PREMIÈRE SECTION
DÉCISION
SUR LA RECEVABILITÉ
de la requête n° 54316/00
présentée par Gelso Betti
contre l’Italie
La Cour européenne des Droits de l’Homme (première section), siégeant le 12 avril 2001 en une chambre composée de
MmeW. Thomassen, présidente,
MM.L. Ferrari Bravo,
Gaukur Jörundsson,
R. Türmen,
B. Zupančič,
T. Panţîru,
R. Maruste, juges,
et de M. M. O’Boyle, greffier de section,
Vu la requête susmentionnée introduite le 28 janvier 1999 et enregistrée le 25 janvier 2000,
Après en avoir délibéré, rend la décision suivante :
EN FAIT
Le requérant est un ressortissant italien, né en 1930 et résidant à Foligno (Pérouse). Il est représenté devant la Cour par Me Marina Bocci, avocate à Pérouse.
Le 25 juillet 1973, le requérant introduisit devant la Cour des comptes un recours visant à obtenir l'annulation d’une décision du ministre de la Défense refusant de lui accorder une pension, au motif que son infirmité n'était pas due à l'exercice de ses fonctions pendant le service militaire. Ladite décision avait été prise en exécution d’un arrêt de la Cour des comptes de 1971.
Suite à la décentralisation en 1994 de la Cour des comptes, à une date non précisée le dossier fut transmis à la chambre régionale d’Ombrie. L’audience fut fixée au 22 avril 1998.
Par un arrêt du même jour, dont le texte fut déposé au greffe le 24 août 1998, la chambre régionale d’Ombrie de la Cour des comptes rejeta la demande du requérant.
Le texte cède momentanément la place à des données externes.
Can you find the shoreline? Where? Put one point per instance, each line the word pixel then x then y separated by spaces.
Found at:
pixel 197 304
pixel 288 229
La Cour constata qu’il y avait déjà eu un arrêt, en 1971, dans une procédure ayant le même objet et que le requérant aurait dû interjeter appel de l’arrêt susdit, au lieu de demander l’annulation d’une décision prise en exécution de cet arrêt.
EN DROIT
1.Le premier grief du requérant porte sur la durée de la procédure litigieuse. Cette procédure, qui a débuté le 25 juillet 1973 et s’est terminée le 24 août 1998, a duré environ vingt-cinq ans et un mois pour une instance.
Toutefois, la période à considérer ne commence qu’avec la prise d’effet, le 1er août 1973, de la reconnaissance du droit de recours individuel par l’Italie, et elle est donc de plus de vingt-cinq ans pour une instance.
Selon le requérant, la durée de la procédure ne répond pas à l’exigence du « délai raisonnable » (article 6 § 1 de la Convention). Le Gouvernement s’oppose à cette thèse.
La Cour estime qu’à la lumière des critères qui se dégagent de sa jurisprudence en matière de « délai raisonnable » (complexité de l’affaire, comportement du requérant et des autorités compétentes et enjeu du litige pour le requérant), et compte tenu de l’ensemble des éléments en sa possession, ce grief doit faire l’objet d’un examen au fond.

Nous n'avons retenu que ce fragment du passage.